Compared to enacted FY 2025 levels, discretionary spending is set to increase by at least $38 billion—roughly a 2.4 percent increase year-over-year. The table below illustrates how budget authority—the amount of money Congress makes available to federal agencies—is split between the 12 appropriations subcommittee categories.

Transportation, Housing and Urban Development (+$13 billion), Labor, Health and Human Services, Education (+$11 billion), and Defense (+$7 billion) receive the largest year-over-year increases in budget authority. Only Homeland Security (-$2 billion) and the Legislative Branch (-$30 million) face an apparent decrease.

Critically, however, Republicans included nearly $300 billion in new defense and homeland security spending in the One Big Beautiful Bill Act (OBBBA). Including OBBBA spending, defense and homeland security spending could increase by $47 billion and $7 billion year-over-year, respectively—perhaps more, depending on the rate at which OBBBA funds are disbursed.

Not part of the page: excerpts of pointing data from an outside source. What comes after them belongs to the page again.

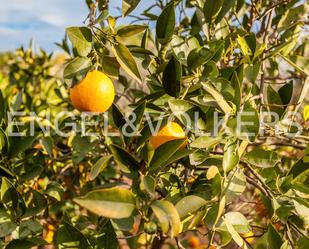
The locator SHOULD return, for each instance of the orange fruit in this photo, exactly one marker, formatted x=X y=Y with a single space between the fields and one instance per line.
x=194 y=242
x=95 y=93
x=249 y=237
x=49 y=235
x=171 y=131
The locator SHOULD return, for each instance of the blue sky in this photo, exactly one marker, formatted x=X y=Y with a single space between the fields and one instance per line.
x=43 y=20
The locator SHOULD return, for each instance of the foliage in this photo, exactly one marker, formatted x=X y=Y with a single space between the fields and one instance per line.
x=226 y=58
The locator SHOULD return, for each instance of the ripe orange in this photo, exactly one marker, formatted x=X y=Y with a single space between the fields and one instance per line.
x=95 y=93
x=249 y=237
x=194 y=242
x=171 y=131
x=49 y=235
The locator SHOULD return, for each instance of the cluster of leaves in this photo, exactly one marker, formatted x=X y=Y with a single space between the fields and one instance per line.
x=228 y=57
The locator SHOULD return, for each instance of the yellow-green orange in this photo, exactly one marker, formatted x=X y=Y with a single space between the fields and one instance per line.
x=171 y=131
x=95 y=93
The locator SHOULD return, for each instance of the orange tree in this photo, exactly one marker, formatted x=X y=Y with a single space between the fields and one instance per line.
x=223 y=82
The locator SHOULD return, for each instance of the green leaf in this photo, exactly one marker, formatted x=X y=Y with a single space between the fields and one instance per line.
x=262 y=158
x=206 y=142
x=164 y=153
x=26 y=243
x=17 y=101
x=29 y=227
x=130 y=30
x=214 y=213
x=186 y=112
x=226 y=108
x=230 y=157
x=124 y=157
x=211 y=9
x=252 y=71
x=68 y=236
x=274 y=100
x=238 y=221
x=226 y=6
x=55 y=190
x=47 y=143
x=171 y=78
x=198 y=57
x=273 y=238
x=108 y=237
x=115 y=203
x=99 y=166
x=286 y=93
x=148 y=184
x=76 y=67
x=298 y=68
x=81 y=147
x=235 y=184
x=110 y=66
x=81 y=38
x=168 y=216
x=20 y=144
x=6 y=225
x=236 y=237
x=306 y=112
x=128 y=6
x=247 y=124
x=117 y=115
x=126 y=61
x=166 y=24
x=196 y=202
x=245 y=49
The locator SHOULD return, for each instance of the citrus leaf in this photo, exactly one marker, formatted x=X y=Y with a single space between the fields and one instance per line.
x=126 y=61
x=196 y=202
x=166 y=24
x=68 y=236
x=115 y=203
x=168 y=216
x=205 y=142
x=306 y=113
x=226 y=6
x=164 y=152
x=211 y=9
x=262 y=158
x=128 y=6
x=230 y=157
x=236 y=237
x=198 y=57
x=77 y=66
x=124 y=157
x=99 y=166
x=218 y=97
x=81 y=38
x=130 y=30
x=238 y=221
x=172 y=77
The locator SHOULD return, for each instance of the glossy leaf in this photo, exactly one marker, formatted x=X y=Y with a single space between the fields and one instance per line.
x=262 y=158
x=113 y=203
x=171 y=78
x=128 y=6
x=166 y=24
x=184 y=209
x=211 y=9
x=81 y=38
x=168 y=216
x=99 y=166
x=126 y=60
x=130 y=30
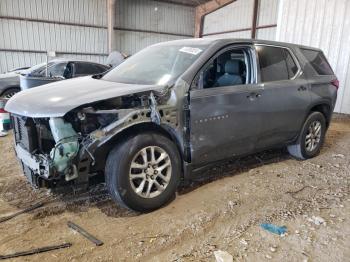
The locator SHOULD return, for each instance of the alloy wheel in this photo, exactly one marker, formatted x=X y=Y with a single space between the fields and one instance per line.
x=150 y=171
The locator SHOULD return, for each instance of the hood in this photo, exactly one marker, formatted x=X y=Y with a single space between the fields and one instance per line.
x=57 y=99
x=9 y=80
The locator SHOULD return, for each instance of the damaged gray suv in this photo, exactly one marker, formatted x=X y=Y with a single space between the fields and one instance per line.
x=170 y=110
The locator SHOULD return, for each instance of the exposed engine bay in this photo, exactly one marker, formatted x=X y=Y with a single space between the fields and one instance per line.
x=62 y=149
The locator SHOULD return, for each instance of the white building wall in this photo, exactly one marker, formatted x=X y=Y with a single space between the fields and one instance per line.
x=29 y=28
x=237 y=16
x=140 y=23
x=267 y=16
x=324 y=24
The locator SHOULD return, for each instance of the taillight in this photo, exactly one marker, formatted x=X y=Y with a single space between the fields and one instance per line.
x=335 y=83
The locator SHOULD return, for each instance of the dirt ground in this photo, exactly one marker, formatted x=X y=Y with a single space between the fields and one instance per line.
x=223 y=212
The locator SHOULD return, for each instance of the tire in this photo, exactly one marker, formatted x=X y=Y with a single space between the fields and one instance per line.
x=304 y=150
x=126 y=191
x=8 y=93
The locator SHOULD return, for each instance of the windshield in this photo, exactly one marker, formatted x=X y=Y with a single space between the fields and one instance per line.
x=156 y=65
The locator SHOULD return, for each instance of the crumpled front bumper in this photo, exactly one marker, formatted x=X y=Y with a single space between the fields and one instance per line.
x=34 y=166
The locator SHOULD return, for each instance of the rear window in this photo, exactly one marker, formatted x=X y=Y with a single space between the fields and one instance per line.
x=276 y=64
x=318 y=61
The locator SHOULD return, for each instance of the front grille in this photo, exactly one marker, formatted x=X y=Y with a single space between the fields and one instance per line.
x=25 y=133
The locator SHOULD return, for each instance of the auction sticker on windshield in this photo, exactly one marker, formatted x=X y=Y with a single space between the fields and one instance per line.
x=191 y=50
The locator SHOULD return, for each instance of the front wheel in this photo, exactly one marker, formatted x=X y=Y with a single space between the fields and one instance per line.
x=143 y=172
x=311 y=137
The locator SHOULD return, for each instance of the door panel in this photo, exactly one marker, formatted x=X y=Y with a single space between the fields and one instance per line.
x=282 y=108
x=224 y=122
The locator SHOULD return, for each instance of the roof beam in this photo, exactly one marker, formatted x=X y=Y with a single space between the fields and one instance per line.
x=207 y=8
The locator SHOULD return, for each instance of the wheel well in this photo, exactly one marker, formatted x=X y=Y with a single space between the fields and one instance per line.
x=325 y=110
x=102 y=152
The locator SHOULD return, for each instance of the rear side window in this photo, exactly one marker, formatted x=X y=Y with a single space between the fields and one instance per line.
x=276 y=64
x=318 y=61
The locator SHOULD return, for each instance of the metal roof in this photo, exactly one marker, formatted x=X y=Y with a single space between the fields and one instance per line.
x=185 y=2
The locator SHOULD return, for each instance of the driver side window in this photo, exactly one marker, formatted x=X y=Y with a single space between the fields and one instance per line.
x=227 y=69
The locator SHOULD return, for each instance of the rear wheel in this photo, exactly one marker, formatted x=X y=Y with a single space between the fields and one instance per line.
x=9 y=93
x=143 y=172
x=311 y=137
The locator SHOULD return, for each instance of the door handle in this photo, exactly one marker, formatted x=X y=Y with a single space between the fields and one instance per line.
x=253 y=96
x=302 y=88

Congress also plans to add some $30 billion in additional new mandatory spending authorizations, primarily for health care programs like Medicare and Medicaid. This spending is deliberately excluded from the Pay-As-You-Go (PAYGO) scorecard, a budget mechanism that requires any new mandatory spending increases or revenue reductions be automatically offset with corresponding spending cuts. Excluding new mandatory spending from the scorecard isn’t particularly unusual—Congress just did it with the One Big Beautiful Bill—but it is a routine way Congress skirts fiscal rules. Note that the health care programs receiving additional spending are among the fastest-growing spending categories of the federal budget.

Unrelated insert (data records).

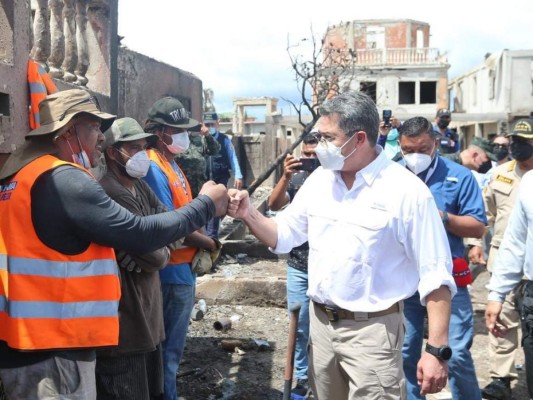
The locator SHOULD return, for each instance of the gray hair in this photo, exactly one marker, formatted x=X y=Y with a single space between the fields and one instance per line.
x=357 y=112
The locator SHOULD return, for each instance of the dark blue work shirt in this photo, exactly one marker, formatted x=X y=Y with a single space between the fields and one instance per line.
x=455 y=191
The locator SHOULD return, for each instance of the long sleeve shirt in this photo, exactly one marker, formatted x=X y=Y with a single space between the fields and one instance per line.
x=515 y=256
x=372 y=245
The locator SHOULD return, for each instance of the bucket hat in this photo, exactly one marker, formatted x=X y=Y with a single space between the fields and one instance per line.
x=58 y=109
x=169 y=111
x=125 y=130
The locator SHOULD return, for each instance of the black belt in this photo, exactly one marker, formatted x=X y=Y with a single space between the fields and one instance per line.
x=334 y=314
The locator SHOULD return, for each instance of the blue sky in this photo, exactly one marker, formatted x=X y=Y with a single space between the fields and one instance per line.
x=238 y=48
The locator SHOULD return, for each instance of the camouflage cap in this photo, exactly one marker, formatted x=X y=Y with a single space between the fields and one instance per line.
x=169 y=111
x=58 y=109
x=125 y=130
x=485 y=145
x=210 y=117
x=523 y=128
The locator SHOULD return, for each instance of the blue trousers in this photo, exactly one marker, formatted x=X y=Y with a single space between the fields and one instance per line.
x=462 y=378
x=296 y=294
x=178 y=301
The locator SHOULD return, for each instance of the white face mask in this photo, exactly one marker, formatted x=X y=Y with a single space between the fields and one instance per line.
x=180 y=142
x=418 y=162
x=137 y=166
x=330 y=156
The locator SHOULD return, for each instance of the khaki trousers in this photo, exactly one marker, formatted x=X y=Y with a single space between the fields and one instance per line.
x=502 y=351
x=351 y=359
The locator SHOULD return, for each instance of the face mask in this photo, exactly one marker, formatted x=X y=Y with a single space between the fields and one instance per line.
x=521 y=151
x=485 y=167
x=501 y=153
x=443 y=124
x=137 y=166
x=417 y=162
x=330 y=156
x=180 y=142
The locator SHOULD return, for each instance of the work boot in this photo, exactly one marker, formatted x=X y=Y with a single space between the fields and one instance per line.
x=498 y=389
x=301 y=391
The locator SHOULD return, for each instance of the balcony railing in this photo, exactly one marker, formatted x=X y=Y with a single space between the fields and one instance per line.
x=60 y=38
x=380 y=57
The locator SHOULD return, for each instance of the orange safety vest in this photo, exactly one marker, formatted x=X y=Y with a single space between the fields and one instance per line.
x=51 y=300
x=180 y=197
x=40 y=85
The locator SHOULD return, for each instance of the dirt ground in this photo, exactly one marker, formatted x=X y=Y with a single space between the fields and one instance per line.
x=255 y=369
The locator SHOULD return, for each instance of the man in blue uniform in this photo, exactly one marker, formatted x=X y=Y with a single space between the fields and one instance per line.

Additionally, the proposed appropriations include billions of dollars in earmarks—rebranded as community project funding—which channel federal taxpayer dollars to unnecessary and wasteful parochial projects. Earmarks under consideration include $1 million for elevators at New York City’s Met Opera, which has an annual operating budget of more than $330 million (Sen. Schumer, D‑NY). Another earmark allocates $1 million for a Civic Center in North Plains, Oregon, a relatively wealthy town with just 3,400 residents (Rep. Bonamici D‑OR). Community projects should be funded privately or by localities and states, not bankrolled by federal taxpayers.

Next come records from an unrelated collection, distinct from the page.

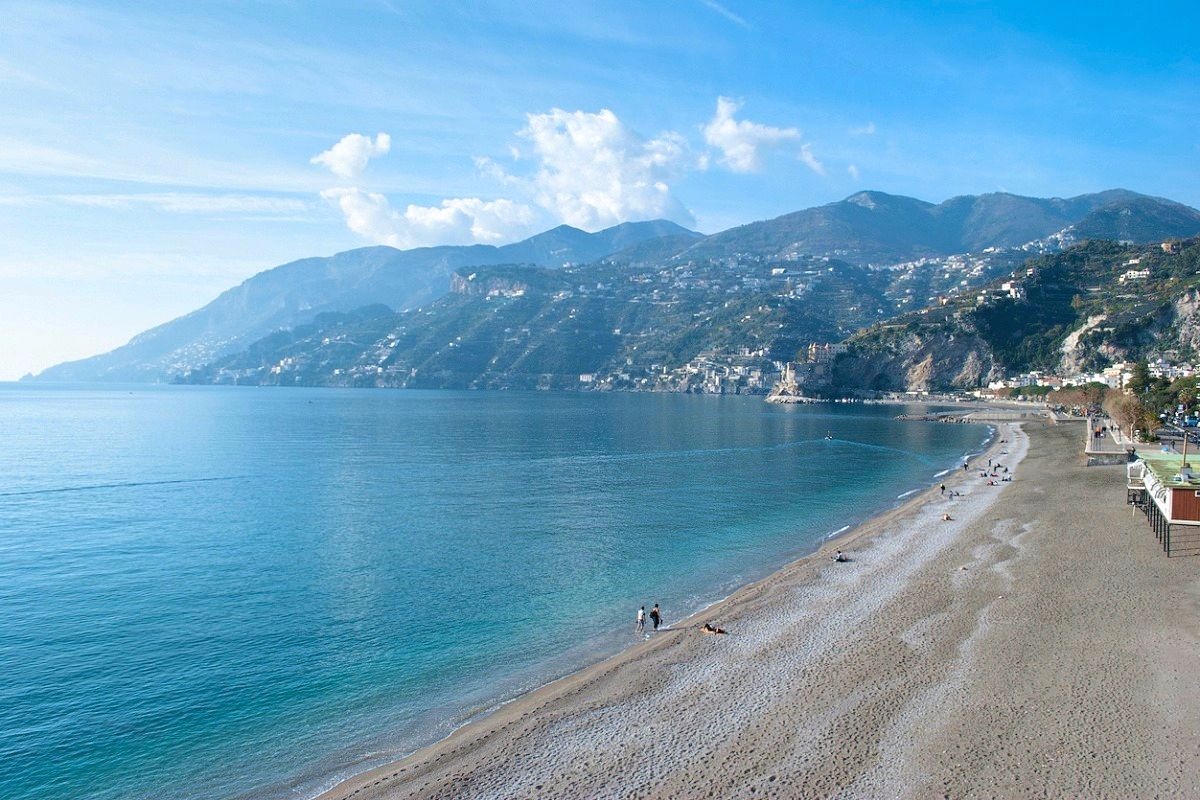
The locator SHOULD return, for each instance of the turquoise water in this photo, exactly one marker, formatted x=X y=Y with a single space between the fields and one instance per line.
x=213 y=591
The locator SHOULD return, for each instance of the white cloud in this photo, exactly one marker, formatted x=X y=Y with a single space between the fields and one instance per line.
x=349 y=156
x=594 y=172
x=456 y=221
x=189 y=203
x=588 y=169
x=742 y=142
x=725 y=12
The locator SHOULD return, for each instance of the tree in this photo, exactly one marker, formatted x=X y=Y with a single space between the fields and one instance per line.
x=1140 y=379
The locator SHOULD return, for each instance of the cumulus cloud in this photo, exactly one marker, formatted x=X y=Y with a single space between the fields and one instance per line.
x=456 y=221
x=742 y=143
x=349 y=156
x=594 y=172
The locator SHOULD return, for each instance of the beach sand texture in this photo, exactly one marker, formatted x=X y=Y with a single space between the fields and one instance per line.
x=1038 y=644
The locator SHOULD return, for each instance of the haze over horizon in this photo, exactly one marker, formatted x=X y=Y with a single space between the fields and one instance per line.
x=202 y=145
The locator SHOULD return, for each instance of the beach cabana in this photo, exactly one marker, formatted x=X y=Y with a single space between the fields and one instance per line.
x=1168 y=492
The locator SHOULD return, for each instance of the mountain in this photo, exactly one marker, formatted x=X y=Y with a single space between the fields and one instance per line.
x=929 y=250
x=1071 y=312
x=293 y=294
x=879 y=228
x=604 y=325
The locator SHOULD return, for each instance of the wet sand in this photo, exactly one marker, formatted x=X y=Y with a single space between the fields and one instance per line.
x=1037 y=644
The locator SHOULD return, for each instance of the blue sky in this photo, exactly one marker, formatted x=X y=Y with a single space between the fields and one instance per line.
x=153 y=155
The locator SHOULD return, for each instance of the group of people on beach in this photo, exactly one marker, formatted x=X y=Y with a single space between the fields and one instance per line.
x=655 y=618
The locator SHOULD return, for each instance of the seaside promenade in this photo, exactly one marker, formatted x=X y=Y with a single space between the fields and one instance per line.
x=1035 y=644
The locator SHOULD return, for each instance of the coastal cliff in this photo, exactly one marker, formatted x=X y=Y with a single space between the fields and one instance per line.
x=916 y=362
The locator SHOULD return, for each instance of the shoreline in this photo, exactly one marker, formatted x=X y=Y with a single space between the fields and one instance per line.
x=504 y=714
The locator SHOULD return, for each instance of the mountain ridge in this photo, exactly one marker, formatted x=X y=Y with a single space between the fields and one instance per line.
x=869 y=228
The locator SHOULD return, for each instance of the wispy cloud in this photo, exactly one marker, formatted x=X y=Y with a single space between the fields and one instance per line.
x=169 y=202
x=594 y=172
x=725 y=12
x=743 y=143
x=455 y=221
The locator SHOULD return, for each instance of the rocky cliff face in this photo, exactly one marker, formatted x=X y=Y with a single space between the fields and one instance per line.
x=1187 y=320
x=917 y=362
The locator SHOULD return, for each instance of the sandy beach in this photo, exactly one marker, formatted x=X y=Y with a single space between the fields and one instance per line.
x=1036 y=644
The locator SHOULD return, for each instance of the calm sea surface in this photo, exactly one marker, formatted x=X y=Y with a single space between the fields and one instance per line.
x=211 y=591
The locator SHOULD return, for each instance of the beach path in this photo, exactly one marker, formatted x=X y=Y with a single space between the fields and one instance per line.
x=1036 y=644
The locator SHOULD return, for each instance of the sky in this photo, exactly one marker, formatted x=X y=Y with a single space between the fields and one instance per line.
x=154 y=155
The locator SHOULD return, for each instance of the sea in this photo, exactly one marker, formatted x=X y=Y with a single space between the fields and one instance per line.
x=214 y=593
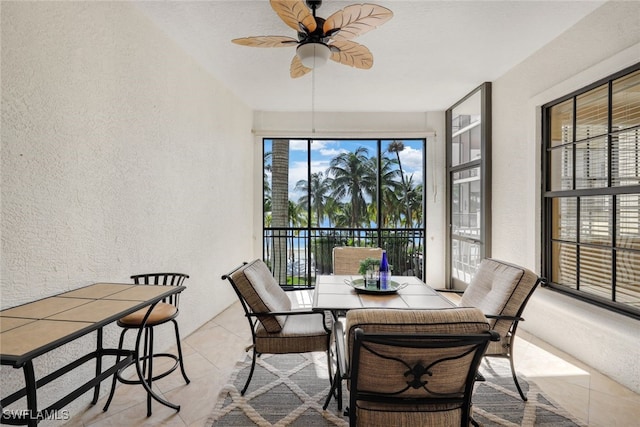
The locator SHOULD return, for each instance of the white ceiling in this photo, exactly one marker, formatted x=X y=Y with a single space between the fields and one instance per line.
x=429 y=55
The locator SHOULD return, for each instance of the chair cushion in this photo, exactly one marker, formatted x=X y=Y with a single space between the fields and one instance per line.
x=161 y=313
x=443 y=321
x=346 y=259
x=262 y=293
x=499 y=288
x=300 y=334
x=384 y=415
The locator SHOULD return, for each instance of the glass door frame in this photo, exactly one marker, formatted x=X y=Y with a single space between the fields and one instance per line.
x=484 y=163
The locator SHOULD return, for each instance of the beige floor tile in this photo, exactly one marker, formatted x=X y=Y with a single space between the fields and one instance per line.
x=212 y=351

Taken together, this appropriations cycle is one of missed opportunities. Many of the more promising spending cuts contained in the president’s FY 2026 budget are not reflected in these bills. Appropriators have not included any major fraud prevention reforms, opting to continue business as usual. Congress is likely to fail to reduce annual discretionary spending, let alone return to pre-pandemic levels, and adopt the binding statutory spending limits needed to credibly signal fiscal responsibility going forward.

A Dose of Fiscal Reality

The $1.7 trillion in new spending Congress is considering represents only a quarter of the overall federal budget. In FY 2026, the federal government is projected to spend close to $7 trillion, most of which is dedicated to Social Security, Medicare, Medicaid, and interest costs. The lion’s share of government spending will continue increasing on autopilot, whether Congress passes appropriations or not.

The US is running $2 trillion deficits (more than 6 percent of GDP) with nearly $30 trillion in debt held by the public (nearly 100 percent of GDP) and rising. That’s effectively a wartime budget during peacetime. Worse, the US faces a declining birth rate and increasing longevity—a demographic trend that will result in a shrinking tax base and expanding beneficiary population.

The US will continue down this unsustainable path, driven primarily by entitlement spending on the elderly and ballooning borrowing costs, until Congress gets its fiscal house in order.

Despite this looming fiscal threat, Congress is poised to deliver yet another budget that increases spending year over year. It’s a predictable and disappointing result from our deficit-prone legislature. Unless something fundamental changes—either in the American political ecosystem or the bond market—expect more of the same.